Middletown native Ashley Malinowski is only 19, but has owned her own business for more than two years now.

Middletown native Ashley Malinowski is only 19, but has owned her own business for more than two years now.

The 2010 Middletown High School graduate started Midnight Quilter when she was just 17 years old, right after graduation. 

“I have always wanted to own a business, so it truly is a dream come true,” she said.

And she says it’s the perfect job as a college student.

“I am able to make my own hours, and choose as many hours as I want to work in a week.”

Each month, Malinowski’s business averages between 25 and 35 orders.

“They can range in price from $40 to $500, depending on the size, the complexity of the quilting patters, how much thread is used and if I supply the batting,” she said.

Through mid-December, she said she is busiest – mainly with holiday quilts.

Baby quilts are another popular item, which range from $40 to $75.

During her senior year of high school, Malinowski attended the Machine Quilting Expo in Rhode Island, where she took a longarm machine quilting class.

For the rest of the show, she heavily debated buying the longarm machine.

“I drove my parents insane,” she said. “But in the end, I did purchase the machine.”

The University of Delaware student says that her mom was her inspiration in getting started in the craft.
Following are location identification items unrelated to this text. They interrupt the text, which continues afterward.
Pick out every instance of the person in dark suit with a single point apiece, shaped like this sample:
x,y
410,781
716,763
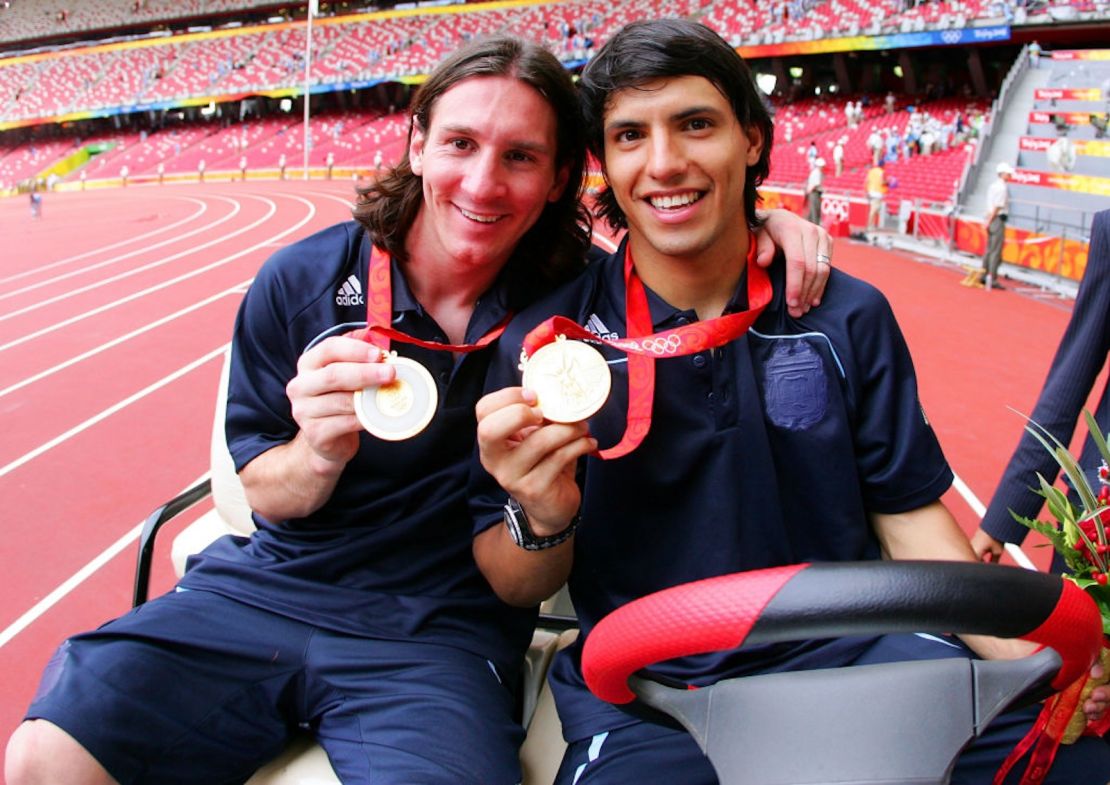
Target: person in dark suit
x,y
1077,364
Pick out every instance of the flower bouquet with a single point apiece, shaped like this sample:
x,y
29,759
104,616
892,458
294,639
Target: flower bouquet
x,y
1079,535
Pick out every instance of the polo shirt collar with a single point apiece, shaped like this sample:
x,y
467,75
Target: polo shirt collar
x,y
663,313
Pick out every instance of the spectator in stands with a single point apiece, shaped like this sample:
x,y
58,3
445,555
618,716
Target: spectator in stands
x,y
814,188
1076,368
998,204
875,144
828,458
356,609
876,185
1099,123
1061,154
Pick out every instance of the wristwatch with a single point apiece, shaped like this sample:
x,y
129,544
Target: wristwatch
x,y
521,532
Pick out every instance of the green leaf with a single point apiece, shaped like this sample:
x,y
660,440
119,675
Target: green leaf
x,y
1066,462
1096,432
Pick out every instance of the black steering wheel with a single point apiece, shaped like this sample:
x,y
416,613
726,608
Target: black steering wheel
x,y
875,724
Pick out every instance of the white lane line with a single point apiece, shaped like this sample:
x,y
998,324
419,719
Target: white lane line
x,y
36,271
1016,553
164,284
110,411
76,580
144,268
239,289
236,208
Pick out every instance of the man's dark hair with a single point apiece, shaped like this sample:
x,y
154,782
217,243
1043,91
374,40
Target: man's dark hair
x,y
554,249
656,49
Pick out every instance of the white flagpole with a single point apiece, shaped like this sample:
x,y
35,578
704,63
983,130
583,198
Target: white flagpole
x,y
313,9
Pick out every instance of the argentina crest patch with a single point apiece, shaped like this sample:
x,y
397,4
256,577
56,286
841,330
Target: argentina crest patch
x,y
795,385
“My mom also used to sew clothes and is a quilter,” Malinowski said. “She took me to all the summer camps and we often quilt together now.”

When Malinowski was 7, she began sewing and attended her first summer camp in Wilmington at Loder’s Sewing Center where she learned how to make clothes, tote bags, pincushions and pillows. 
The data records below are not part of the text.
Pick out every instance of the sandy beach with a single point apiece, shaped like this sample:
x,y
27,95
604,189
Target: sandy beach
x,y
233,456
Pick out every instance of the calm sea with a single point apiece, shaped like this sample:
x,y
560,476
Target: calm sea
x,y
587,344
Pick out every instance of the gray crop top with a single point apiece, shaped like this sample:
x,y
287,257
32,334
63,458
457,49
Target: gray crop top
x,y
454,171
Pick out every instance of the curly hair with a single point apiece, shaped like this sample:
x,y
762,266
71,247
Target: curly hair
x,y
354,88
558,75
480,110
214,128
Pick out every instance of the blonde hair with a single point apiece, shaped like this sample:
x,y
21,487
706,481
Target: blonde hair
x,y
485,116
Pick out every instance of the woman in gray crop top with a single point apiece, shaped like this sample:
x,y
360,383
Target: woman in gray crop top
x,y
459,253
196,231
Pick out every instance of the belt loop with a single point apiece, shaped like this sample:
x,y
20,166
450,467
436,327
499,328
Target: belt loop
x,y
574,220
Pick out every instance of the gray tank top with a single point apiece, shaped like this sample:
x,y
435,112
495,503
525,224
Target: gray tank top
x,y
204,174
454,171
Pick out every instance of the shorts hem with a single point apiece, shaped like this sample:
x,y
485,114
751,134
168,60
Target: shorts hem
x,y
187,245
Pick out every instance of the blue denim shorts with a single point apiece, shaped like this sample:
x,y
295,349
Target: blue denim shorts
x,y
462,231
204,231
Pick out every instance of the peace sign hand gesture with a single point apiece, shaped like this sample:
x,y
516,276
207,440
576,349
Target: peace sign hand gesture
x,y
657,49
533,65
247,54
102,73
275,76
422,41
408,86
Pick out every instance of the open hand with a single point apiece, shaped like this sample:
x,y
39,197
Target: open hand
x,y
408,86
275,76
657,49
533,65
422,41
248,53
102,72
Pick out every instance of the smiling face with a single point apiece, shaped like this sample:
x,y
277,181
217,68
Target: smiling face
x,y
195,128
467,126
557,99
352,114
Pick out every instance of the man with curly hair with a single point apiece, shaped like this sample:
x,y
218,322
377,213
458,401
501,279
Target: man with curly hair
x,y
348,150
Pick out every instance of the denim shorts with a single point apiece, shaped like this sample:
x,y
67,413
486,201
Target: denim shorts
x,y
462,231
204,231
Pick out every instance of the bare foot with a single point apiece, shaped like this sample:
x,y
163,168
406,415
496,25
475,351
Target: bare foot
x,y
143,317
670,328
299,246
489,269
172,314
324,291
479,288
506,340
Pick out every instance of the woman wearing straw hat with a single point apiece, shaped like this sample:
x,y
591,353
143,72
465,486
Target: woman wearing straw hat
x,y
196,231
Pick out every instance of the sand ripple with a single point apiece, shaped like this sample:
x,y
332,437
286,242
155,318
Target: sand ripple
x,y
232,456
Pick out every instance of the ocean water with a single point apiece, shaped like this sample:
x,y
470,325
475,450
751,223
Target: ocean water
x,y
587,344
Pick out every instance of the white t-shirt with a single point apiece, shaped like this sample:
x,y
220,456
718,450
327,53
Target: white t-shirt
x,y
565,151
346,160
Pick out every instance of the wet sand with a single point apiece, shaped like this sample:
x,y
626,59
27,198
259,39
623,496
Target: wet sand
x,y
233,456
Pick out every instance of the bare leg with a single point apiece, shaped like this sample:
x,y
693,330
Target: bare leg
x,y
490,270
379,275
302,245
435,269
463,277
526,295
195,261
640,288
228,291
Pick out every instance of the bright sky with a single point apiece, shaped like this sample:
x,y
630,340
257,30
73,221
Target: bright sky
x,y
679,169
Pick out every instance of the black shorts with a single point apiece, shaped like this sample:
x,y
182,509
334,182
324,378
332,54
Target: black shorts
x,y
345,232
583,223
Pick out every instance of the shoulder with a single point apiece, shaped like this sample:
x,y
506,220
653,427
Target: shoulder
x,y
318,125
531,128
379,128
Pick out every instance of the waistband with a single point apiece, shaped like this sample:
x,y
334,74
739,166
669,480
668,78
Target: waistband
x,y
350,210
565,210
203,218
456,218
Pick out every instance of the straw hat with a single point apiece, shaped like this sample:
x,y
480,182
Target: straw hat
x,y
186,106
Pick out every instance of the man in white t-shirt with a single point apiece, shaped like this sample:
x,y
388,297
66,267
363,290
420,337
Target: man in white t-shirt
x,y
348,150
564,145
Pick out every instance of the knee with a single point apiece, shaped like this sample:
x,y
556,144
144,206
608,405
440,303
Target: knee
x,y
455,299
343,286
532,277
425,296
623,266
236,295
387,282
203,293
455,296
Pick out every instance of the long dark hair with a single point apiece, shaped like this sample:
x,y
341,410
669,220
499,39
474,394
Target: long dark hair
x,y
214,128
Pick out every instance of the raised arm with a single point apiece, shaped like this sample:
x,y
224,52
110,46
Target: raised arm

The next year, she advanced to the quilting summer camp where she finished her project two days ahead of schedule.

Then, even though she was a year younger than the rest of the kids, she was taken into the advanced quilting camp, where she rotary cut, pieced and quilted a full size log cabin bed quilt in a week, she said.

“I was hooked.”

At 12, Malinowski entered her first competition with the Delaware State Fair children’s department. And each year until she was 17, she won first place.

For two years in a row, she has won first place in the teen department.
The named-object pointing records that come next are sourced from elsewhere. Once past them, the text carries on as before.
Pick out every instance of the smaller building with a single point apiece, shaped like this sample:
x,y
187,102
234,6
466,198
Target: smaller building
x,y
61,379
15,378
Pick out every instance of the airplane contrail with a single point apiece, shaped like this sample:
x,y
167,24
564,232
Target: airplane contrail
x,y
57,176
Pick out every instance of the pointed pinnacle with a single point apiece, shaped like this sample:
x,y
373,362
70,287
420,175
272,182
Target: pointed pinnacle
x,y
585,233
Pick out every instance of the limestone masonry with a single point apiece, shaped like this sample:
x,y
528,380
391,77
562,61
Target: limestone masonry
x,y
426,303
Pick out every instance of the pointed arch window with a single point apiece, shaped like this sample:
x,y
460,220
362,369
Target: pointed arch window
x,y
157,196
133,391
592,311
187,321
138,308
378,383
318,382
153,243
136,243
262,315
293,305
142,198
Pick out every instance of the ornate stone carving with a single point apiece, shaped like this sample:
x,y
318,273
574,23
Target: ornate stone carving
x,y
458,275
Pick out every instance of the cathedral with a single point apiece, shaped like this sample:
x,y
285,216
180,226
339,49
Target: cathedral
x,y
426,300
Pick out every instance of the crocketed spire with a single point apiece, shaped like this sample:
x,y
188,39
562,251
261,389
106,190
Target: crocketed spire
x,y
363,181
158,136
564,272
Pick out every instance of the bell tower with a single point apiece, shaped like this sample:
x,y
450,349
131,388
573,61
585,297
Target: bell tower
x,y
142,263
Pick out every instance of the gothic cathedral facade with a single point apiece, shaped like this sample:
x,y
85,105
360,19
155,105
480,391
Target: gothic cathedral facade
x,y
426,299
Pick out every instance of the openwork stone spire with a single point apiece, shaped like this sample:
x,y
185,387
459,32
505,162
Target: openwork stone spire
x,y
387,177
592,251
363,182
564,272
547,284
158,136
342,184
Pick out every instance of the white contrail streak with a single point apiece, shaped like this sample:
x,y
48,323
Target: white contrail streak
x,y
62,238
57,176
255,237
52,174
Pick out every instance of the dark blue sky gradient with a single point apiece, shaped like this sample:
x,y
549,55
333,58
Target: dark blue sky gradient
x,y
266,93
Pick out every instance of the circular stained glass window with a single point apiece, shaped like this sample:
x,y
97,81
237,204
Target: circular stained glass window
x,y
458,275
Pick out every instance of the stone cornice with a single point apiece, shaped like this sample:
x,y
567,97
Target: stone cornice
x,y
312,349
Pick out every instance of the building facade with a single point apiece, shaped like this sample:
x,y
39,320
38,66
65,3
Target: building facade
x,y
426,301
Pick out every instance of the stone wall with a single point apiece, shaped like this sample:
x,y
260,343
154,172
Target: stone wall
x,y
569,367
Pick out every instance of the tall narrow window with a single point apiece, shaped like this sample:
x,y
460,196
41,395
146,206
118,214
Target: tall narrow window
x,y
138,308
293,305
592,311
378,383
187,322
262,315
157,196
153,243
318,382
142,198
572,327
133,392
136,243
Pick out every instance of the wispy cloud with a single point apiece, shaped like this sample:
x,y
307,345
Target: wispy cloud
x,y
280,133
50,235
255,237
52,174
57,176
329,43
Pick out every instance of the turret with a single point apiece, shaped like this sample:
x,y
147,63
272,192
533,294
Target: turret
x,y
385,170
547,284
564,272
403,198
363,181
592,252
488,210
“Quilting has taken me places I thought I would never be able to go,” she said.

The college student is the Vice President and Program Chair for the Ladybug Quilt Guild in Newark, a group with more than 150 members.

Most recently, Malinowski has traveled to Salt Lake City, Utah, where she was invited to be a part of her longarm quilting machine’s company’s, “My Handi Quilter Story.”

“It was an all expenses paid, three day trip out to their warehouse and training facility.”

While there, she starred in a video the company is making about how users got started with their machine brand.

How she does it

The machine Malinowski uses, the HQ Pro-Stitcher with HQ18 Avante Package, costs about $18,000 with the computer, machine and frame.

The throat of it has an 18-inch quilting space, and the frame is about 15 feet long and five feet wide.

“You definitely need a large room for this machine,” she said. “It takes up the one side of my parents’ basement.”

For her personal quilts, Malinowski makes her own tops. But for customers, she usually has them bring the fabric to her.

She said about 10 percent of her business is custom quilting, but most of the time, she does the edge to edge, all over quilting pattern.

The batting, which is the fluffy stuff in the center of a quilt, she says she usually supplies.

“The customer will provide the backing fabric, which is one giant piece of fabric,” she said.

Once she has all of the materials, she sandwiches all three layers together – with the batting in between.

“Then I provide my services, and use the longarm quilting machine to quilt all three layers together.”

What makes the business interesting is that quilts are rarely the same.

“I am not stuck doing the same thing every night, which gives me a much welcomed challenge.”